Scientists from the Swiss Federal Institute of Technology Zurich have published a paper in the latest issue of Nature stating that they have developed a DNA search engine called MetaGraph, which can quickly and efficiently retrieve massive amounts of information from public biological databases, providing a powerful professional tool for studying life sciences. The development of MetaGraph stems from the scientific community's practical dilemma of "not being able to use and find" the increasingly large amount of gene sequencing data. In the past few decades, the scale of various biological databases has exploded. However, raw sequencing data is often fragmented, noisy, and massive, making it difficult for scientists to efficiently extract useful information directly from it.
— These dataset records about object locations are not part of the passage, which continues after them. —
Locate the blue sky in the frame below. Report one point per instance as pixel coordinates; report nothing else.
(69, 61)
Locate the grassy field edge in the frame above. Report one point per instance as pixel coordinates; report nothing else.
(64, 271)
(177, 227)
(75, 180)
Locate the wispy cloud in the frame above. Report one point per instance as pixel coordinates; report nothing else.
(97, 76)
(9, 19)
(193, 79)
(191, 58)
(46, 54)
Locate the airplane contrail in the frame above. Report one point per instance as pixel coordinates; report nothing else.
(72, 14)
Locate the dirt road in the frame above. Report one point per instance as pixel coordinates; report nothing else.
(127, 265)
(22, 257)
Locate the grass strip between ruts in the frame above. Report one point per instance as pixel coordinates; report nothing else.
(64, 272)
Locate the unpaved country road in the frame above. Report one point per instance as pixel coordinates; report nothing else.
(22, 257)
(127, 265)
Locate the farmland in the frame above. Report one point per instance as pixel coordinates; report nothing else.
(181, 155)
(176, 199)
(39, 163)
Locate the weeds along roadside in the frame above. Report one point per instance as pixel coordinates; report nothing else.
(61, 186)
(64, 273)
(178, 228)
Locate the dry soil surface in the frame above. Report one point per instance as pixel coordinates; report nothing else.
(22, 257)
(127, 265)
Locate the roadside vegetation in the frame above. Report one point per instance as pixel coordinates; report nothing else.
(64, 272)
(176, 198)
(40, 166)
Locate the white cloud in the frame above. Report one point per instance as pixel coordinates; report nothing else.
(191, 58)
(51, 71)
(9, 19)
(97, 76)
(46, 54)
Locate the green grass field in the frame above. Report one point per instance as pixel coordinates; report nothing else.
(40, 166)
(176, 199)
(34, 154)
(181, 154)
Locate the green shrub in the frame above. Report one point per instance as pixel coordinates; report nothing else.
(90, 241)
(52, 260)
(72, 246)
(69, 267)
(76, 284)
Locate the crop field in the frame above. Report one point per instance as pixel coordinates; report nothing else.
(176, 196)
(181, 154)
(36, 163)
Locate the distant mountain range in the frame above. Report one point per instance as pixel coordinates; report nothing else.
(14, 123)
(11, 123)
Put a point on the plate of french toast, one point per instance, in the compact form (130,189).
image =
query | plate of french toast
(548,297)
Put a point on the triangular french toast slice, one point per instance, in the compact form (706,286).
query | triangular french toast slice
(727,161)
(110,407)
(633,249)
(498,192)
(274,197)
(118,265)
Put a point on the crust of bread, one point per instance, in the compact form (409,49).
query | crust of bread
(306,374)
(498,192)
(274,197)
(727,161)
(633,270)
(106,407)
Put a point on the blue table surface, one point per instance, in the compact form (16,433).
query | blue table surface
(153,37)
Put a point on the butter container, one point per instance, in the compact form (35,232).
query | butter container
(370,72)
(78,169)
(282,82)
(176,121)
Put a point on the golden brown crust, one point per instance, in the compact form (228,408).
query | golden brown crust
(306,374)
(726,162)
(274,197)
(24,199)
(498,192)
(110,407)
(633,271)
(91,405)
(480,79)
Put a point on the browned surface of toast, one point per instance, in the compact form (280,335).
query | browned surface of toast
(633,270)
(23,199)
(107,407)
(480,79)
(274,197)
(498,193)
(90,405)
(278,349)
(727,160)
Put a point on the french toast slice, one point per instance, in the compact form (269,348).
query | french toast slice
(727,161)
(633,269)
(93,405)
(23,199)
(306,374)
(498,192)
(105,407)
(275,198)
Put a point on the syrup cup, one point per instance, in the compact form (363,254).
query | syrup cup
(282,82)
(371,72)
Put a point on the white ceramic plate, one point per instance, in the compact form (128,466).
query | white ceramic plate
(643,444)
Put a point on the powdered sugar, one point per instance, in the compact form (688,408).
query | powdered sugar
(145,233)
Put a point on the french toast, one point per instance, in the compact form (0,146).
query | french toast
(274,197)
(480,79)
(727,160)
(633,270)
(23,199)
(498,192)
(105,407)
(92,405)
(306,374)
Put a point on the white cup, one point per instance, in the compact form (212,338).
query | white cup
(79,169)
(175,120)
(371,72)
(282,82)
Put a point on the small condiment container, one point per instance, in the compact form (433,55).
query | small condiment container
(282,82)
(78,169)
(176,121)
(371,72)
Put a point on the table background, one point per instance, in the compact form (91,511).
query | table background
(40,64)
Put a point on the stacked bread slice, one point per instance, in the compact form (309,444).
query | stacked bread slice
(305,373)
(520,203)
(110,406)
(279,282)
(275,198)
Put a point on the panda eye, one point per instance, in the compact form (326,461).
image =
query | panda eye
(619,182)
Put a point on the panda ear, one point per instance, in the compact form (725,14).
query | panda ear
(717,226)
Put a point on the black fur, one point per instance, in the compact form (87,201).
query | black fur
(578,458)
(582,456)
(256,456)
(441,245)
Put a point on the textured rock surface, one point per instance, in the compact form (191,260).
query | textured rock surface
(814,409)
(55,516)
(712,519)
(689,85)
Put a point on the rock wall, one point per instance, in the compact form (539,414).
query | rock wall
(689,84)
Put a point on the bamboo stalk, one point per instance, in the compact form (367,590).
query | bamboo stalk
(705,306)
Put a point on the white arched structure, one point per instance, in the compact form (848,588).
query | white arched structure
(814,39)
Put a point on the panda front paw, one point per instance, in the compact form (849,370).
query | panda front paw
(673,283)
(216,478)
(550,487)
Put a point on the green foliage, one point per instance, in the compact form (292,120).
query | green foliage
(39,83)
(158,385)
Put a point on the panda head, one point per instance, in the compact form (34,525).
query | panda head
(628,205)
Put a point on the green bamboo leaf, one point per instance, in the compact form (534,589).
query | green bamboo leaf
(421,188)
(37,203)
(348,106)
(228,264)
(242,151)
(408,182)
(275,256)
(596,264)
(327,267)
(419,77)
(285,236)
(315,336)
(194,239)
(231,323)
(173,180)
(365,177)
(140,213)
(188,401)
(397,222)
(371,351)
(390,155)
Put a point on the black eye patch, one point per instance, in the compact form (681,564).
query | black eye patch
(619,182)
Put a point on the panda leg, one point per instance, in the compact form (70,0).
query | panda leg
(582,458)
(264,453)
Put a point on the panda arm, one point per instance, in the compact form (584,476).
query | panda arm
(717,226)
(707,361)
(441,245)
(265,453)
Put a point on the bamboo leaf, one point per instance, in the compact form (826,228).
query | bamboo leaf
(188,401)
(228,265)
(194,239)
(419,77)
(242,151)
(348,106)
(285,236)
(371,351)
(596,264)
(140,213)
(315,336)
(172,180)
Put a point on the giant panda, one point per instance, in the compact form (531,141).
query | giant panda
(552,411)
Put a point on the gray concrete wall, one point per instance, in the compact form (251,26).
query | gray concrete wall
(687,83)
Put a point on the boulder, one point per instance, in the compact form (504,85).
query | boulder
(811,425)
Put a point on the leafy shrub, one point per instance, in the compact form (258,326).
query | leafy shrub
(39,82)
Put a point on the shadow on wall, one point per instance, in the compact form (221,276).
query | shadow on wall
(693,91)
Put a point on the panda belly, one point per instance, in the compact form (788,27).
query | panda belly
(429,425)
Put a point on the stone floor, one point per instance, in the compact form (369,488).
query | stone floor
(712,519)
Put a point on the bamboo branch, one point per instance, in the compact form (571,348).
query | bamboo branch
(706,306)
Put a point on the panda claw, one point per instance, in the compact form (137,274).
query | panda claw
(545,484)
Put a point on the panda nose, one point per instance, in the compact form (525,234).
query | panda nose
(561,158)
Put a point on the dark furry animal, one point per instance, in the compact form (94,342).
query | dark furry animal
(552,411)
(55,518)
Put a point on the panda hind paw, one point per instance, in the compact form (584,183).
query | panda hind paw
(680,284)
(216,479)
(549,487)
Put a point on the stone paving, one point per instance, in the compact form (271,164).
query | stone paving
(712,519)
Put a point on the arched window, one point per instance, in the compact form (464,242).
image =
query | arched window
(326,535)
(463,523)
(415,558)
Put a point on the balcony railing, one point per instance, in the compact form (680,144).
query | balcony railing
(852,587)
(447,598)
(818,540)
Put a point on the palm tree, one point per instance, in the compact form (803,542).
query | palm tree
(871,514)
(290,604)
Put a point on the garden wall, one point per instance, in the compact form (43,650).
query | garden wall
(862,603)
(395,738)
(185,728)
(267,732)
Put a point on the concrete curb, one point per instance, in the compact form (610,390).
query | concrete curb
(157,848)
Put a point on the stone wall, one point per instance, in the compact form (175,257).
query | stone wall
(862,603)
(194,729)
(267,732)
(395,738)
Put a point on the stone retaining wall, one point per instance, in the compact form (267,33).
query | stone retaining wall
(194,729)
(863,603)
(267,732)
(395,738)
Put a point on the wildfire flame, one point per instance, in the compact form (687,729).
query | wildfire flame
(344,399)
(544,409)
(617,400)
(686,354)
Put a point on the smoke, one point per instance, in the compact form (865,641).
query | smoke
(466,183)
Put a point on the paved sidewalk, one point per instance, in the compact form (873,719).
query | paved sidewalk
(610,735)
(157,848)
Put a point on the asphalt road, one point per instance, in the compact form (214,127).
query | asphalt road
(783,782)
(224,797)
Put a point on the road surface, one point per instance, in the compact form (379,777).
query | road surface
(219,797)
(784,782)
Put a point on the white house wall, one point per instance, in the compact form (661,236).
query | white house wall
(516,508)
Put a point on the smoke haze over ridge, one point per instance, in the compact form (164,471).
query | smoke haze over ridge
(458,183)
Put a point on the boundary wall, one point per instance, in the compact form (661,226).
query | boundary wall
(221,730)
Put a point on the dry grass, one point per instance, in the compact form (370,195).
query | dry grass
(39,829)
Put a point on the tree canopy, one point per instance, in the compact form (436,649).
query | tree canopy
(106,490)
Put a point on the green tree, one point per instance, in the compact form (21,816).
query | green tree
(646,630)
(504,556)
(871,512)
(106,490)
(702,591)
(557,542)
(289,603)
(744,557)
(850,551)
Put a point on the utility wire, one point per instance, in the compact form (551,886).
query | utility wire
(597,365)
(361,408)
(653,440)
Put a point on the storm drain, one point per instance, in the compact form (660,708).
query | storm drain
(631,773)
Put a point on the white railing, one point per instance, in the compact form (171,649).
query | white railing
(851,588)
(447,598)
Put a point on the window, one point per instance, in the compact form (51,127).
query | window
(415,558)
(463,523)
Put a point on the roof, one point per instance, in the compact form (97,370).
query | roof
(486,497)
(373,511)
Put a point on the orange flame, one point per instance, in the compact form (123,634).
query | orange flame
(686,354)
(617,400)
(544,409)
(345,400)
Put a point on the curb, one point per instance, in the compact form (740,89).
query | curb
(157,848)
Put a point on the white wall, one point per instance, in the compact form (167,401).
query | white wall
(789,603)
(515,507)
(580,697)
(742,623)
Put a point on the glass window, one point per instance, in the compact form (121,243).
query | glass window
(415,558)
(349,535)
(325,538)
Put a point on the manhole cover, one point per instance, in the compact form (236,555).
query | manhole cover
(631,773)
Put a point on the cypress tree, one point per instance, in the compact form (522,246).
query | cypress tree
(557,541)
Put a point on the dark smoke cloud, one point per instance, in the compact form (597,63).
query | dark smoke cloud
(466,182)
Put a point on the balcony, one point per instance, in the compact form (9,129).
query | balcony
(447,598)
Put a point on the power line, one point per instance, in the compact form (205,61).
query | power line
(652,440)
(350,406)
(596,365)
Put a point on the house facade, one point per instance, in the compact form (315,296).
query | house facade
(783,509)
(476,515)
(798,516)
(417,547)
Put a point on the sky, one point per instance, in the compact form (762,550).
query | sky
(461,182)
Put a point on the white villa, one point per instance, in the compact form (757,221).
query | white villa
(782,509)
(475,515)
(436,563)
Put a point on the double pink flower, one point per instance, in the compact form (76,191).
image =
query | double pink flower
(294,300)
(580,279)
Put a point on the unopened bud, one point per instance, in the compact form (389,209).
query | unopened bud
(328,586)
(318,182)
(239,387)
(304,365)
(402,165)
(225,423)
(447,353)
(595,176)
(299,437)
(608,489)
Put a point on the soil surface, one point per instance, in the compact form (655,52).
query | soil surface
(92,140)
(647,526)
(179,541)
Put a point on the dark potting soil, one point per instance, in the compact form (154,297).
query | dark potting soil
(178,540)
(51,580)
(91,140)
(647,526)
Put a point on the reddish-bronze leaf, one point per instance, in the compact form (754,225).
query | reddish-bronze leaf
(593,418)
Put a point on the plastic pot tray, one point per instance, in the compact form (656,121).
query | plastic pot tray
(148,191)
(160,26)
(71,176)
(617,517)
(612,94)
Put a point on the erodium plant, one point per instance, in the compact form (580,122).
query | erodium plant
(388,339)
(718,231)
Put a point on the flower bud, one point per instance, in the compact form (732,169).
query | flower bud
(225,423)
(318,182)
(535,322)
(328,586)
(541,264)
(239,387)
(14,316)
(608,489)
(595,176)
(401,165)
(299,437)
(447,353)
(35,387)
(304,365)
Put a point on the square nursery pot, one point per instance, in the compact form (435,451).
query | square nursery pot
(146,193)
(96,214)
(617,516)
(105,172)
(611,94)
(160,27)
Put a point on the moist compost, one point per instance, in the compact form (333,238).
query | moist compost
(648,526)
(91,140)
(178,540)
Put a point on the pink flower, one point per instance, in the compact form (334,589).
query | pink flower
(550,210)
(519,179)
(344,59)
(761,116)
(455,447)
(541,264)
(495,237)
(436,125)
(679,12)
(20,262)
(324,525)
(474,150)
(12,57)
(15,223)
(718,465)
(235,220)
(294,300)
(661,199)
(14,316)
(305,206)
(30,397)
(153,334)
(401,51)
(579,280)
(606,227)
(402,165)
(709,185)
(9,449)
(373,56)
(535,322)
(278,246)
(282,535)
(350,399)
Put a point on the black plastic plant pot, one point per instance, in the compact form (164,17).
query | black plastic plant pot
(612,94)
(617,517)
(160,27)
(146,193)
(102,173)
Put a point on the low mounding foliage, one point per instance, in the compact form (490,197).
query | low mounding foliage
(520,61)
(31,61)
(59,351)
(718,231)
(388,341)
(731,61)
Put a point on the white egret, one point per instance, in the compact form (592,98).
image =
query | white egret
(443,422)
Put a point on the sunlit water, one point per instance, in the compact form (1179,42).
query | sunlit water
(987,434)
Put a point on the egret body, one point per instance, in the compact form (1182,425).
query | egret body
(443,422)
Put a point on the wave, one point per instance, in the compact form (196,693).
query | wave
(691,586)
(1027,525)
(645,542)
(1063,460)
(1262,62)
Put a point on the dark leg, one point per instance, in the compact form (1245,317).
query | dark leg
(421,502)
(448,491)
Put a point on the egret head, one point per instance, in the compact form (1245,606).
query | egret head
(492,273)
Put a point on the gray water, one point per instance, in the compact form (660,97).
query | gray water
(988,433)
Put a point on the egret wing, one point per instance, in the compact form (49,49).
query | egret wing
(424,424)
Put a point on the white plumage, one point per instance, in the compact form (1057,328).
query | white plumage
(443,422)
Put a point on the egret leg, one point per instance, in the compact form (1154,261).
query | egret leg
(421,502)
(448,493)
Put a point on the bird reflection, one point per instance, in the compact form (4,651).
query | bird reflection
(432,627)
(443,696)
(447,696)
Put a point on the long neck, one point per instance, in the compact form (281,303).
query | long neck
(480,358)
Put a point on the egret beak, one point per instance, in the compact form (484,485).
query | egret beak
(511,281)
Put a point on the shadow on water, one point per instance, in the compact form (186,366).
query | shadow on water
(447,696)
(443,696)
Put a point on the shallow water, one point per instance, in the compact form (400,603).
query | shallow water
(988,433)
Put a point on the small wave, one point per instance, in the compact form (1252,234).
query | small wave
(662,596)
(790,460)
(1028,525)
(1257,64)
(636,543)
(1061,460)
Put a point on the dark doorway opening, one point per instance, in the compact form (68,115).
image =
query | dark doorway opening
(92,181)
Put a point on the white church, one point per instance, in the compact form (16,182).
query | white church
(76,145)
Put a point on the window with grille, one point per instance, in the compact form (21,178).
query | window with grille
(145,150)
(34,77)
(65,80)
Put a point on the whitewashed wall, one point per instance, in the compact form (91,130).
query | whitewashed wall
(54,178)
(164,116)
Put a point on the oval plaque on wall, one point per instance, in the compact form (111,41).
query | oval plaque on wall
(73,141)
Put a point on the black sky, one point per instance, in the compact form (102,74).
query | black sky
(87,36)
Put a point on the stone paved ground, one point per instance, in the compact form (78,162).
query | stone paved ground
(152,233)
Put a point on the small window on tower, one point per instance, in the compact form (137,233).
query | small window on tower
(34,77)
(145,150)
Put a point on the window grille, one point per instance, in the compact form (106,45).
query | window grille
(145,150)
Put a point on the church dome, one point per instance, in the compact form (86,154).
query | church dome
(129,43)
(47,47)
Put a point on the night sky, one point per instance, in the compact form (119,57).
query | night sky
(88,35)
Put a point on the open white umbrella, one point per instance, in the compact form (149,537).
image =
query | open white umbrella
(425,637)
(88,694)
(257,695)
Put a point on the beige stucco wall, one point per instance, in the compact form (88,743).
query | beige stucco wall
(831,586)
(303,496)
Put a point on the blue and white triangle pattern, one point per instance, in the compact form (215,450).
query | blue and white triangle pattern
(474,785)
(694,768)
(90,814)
The core breakthrough of MetaGraph lies in the use of mathematical "graph structures" to intelligently connect overlapping DNA fragments. The principle is similar to linking sentences containing the same keywords in a book index to form a knowledge network. The research team integrated seven publicly funded databases to construct a comprehensive index of the entire spectrum of life spanning viruses, bacteria, fungi, plants, animals, and even humans. This index covers a total of 18.8 million unique DNA and RNA sequence sets, as well as 210 billion amino acid sequence sets. Based on this massive index, the team has developed a search engine that can directly retrieve raw data archives through text prompts. The team stated that this is a new way of interacting with biological data - the data is highly compressed but can be accessed at any time. MetaGraph enables researchers to directly ask biological questions about repositories such as Sequence Read Archive (SRA), which itself contains over 100 million DNA letters. To verify its practicality, the team used MetaGraph to scan over 240000 human gut microbiome samples, searching for genetic markers of antibiotic resistance. With just one high-performance computer, the results can be obtained in about an hour, demonstrating powerful analytical efficiency. According to Rayan Hickey, a bioinformatics expert at the Pasteur Institute in France, this is a "major breakthrough" that sets new standards for analyzing raw biological data such as DNA, RNA, and protein sequences. (New Society)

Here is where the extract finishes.